As a child growing up in a dysfunctional home with a narcissistic parent, I learned early on that it wasn’t safe to speak up about the things that went on in my home.

I learned by seeing what happened to my siblings when they spoke up. They were bullied by our mother. They were our example of what would happen if you talk. They are the scapegoat children of the family.

We all experienced it at one time or another though. It was what was used to keep us in line. The scapegoat role was not a fixed role. It  depended on you. Whether you were speaking up about the way you were being mistreated, or keeping quiet. That was the deciding factor on whether you received “love” in my family.

The main tactic of the bully in these situations was isolation. Isolation from everyone, both physical and emotional. Everybody kept away from you, because that is what the head bully wanted, but also they were afraid if they associated with you the bully would target them as well. It’s a typical bully story, only it’s my family and the head bully was/is my mother.

No child wants to be left out. That is what happened in my dysfunctional family to teach you a lesson. You either kept quiet or were incessantly bullied by the one person who is meant to cherish and protect you.

Isolation, physical abuse, verbal abuse, contempt. All of this just for doing what comes natural. Just for standing up and saying things aren’t right around here.

As a grown up I struggle when telling my story because it still feels like I am betraying my family.

After almost every therapy session where I have spoken about something that traumatized me, I get horrible emotional flashbacks.
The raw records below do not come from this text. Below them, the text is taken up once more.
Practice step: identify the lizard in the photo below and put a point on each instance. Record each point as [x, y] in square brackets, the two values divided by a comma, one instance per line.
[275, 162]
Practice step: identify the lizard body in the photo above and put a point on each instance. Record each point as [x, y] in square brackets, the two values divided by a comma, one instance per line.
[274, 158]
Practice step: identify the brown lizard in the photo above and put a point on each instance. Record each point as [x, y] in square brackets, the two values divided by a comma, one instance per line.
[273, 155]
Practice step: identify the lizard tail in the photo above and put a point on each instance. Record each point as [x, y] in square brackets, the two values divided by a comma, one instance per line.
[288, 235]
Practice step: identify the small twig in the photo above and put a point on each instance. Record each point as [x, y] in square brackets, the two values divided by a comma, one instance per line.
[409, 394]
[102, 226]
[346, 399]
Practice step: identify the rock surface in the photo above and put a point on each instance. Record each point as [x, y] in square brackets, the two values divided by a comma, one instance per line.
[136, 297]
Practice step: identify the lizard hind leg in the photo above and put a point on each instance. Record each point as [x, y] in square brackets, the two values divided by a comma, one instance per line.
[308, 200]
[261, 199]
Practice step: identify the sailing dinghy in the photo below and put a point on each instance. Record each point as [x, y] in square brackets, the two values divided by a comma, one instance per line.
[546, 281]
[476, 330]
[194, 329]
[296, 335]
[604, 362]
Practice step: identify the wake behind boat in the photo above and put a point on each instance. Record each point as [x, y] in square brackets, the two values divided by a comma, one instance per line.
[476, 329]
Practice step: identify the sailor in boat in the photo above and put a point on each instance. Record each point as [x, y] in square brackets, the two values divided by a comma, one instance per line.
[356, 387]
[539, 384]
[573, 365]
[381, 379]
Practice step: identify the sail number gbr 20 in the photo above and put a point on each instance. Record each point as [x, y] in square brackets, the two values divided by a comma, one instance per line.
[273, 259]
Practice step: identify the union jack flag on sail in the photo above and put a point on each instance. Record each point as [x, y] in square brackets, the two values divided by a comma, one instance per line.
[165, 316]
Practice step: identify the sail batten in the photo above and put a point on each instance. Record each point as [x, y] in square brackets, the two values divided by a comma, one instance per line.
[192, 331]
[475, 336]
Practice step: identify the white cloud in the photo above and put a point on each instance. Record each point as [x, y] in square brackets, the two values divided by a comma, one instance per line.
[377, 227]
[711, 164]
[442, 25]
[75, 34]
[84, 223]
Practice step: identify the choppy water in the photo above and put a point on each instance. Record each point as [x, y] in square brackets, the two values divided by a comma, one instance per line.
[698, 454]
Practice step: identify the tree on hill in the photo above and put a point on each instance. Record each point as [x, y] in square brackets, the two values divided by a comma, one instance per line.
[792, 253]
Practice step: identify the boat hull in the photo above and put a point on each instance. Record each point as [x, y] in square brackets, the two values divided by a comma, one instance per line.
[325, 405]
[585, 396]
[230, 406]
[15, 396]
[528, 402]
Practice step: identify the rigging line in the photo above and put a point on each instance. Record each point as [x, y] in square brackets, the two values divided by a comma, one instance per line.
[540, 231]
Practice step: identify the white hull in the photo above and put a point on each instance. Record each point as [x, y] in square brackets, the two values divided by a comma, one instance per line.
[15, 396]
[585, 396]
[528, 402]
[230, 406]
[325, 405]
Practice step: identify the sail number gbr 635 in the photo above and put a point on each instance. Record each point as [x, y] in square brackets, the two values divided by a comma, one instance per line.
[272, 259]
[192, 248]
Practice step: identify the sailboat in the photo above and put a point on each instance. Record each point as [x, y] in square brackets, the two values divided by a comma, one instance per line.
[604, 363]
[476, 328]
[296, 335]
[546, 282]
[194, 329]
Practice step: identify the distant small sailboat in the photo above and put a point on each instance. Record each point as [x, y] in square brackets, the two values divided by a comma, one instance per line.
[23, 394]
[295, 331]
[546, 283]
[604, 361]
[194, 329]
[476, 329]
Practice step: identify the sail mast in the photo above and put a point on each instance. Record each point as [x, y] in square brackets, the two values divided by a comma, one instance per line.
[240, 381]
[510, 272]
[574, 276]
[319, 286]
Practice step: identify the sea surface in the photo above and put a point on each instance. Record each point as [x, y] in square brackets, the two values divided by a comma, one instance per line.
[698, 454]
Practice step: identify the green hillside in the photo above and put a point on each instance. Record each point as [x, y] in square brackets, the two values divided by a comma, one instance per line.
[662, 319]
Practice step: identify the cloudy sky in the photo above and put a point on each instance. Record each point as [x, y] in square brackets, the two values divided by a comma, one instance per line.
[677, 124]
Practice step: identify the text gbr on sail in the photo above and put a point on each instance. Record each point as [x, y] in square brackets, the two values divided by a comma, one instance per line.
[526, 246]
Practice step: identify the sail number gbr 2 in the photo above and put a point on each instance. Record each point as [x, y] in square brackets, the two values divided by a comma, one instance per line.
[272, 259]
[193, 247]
I almost double over from the ferocity. Overwhelming feelings of being bad, like I’ve done something bad, like I have to do something to fix things, and that I need to hide.

At times like these, I have to remind myself that I am safe, that they (the whole family, not just mom) can’t hurt me, that I am an adult and that I am allowed to speak about what happened to me as a child.

My life depends on it really. I feel like I’m stuck otherwise. Stuck feeling afraid, stuck isolating myself from the world because if my own family can betray me like they have, who else can I trust?

Thankfully, I’ve been able to trust a few people so that I can heal. I speak to a therapist weekly for talk therapy and trauma informed support. I am seeing an EMDR therapist weekly, where I am processing the most traumatic memories and conquering the beliefs I have about myself because of being treated like that by people who should have been protecting me. I’m also seeing a psychiatrist who has confirmed I am a childhood trauma survivor and don’t just have anxiety and depression.

If you are a survivor of childhood trauma and you are reading this I want you to know, it is okay, and you are allowed to talk.